KM and IT Find Collaboration Productive
IT is typically the first contact for prospective buyers of Serviceaide. “They are looking for service management solutions for their companies,” commented Guinn, “and begin with that implementation.” They then realize that Serviceaide can be utilized for a wider range of purposes, which is the catalyst behind ESM. “We have a bottling company that uses our system for 150 departments,” Guinn stated, “and although critical, IT is only one department within the 150 use cases.” Major power utilities running nuclear power plants are using Serviceaide for change and asset management in a mission-critical, highly regulated environment. “The more repositories that need to be connected, the more the Serviceaide solution reduces the traditional burden on an IT team to deliver a solution, particularly with respect to agentic AI.”

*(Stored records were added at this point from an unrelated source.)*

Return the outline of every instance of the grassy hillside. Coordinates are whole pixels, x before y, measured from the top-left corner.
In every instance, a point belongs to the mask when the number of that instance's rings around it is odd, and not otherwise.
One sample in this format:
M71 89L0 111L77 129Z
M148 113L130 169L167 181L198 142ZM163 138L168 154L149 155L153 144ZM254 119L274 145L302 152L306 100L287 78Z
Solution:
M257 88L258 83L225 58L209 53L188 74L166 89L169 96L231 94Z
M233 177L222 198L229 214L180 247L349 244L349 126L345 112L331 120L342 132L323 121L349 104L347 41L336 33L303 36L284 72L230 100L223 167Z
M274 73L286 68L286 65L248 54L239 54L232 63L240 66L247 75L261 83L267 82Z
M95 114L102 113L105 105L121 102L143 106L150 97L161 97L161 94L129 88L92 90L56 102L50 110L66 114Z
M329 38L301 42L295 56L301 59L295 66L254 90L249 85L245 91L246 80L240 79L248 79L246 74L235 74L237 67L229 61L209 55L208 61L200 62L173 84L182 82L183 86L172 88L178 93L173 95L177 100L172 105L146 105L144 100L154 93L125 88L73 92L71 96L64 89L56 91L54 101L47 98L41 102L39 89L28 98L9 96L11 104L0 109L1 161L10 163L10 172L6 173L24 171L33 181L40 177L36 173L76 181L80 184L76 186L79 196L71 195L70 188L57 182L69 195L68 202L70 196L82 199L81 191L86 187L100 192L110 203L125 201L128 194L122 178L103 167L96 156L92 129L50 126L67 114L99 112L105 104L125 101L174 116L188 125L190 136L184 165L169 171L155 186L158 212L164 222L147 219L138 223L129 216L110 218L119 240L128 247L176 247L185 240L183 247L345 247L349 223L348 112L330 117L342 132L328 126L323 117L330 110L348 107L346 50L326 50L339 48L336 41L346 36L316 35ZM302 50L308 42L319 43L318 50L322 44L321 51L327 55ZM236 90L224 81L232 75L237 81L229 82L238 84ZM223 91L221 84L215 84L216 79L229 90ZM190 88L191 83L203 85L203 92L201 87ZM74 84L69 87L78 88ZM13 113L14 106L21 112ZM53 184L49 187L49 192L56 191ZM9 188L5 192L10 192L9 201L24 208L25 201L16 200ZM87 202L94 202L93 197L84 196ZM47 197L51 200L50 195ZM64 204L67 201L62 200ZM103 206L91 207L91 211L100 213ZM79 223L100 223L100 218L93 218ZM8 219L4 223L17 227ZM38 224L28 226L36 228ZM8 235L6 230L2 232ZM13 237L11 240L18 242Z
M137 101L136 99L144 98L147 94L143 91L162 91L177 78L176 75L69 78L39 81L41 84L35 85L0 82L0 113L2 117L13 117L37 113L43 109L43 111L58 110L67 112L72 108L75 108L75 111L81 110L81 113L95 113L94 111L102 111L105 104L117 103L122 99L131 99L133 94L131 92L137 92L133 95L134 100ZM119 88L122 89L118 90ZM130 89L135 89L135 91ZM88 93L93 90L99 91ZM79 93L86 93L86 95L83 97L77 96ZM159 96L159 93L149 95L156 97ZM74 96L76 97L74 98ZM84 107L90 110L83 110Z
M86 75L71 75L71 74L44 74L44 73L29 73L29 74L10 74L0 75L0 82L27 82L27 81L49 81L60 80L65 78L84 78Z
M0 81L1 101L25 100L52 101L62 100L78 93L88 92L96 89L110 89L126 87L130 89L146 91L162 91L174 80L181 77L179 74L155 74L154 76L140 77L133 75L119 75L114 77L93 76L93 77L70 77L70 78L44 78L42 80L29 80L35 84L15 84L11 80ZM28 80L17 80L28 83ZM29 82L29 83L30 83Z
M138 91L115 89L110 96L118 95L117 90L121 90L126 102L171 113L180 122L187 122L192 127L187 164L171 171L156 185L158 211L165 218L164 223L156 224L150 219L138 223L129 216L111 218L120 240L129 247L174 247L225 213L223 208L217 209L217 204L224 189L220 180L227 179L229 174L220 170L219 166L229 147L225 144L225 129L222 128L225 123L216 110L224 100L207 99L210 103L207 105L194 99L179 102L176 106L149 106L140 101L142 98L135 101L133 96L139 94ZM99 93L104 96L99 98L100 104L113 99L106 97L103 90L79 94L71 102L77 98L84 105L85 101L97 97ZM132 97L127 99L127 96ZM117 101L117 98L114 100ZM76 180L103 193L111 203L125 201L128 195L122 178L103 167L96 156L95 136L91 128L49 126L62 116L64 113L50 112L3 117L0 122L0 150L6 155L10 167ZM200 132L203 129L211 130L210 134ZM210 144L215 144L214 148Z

The biggest issue Guinn sees with ESM implementations is the quality of data in existing systems. In particular, companies that do not have formal KM teams and follow KCS practices typically have issues with data quality and availability. “We have seen thousands of ESM systems and have found that often the data going into them cannot be effectively used in knowledgebases,” noted Guinn. “This is partly because support teams are not incented to provide detailed information about how they solved a problem, given that they are often evaluated based on how many requests they close.” Therefore, the notes might say, “Fixed the problem,” or something equally terse. “What we are focused on is a system that guides and assists the user or analyst in filling out a schema suitable for the domain; in the case of IT support, this would be one that explicitly identifies symptoms, root causes, and solutions,” explained Guinn. “ AI can then use well-formed data to continuously improve, especially in a self-service situation.”
IT plays a role in providing a port of entry for customer service solutions and for integrating them with the various repositories that form the knowledgebase. After that point, most KM solutions can be configured and managed by subject matter experts. But the infrastructure on which they are built, whether SaaS or on-prem, must provide the capacity and speed required to deliver their potential.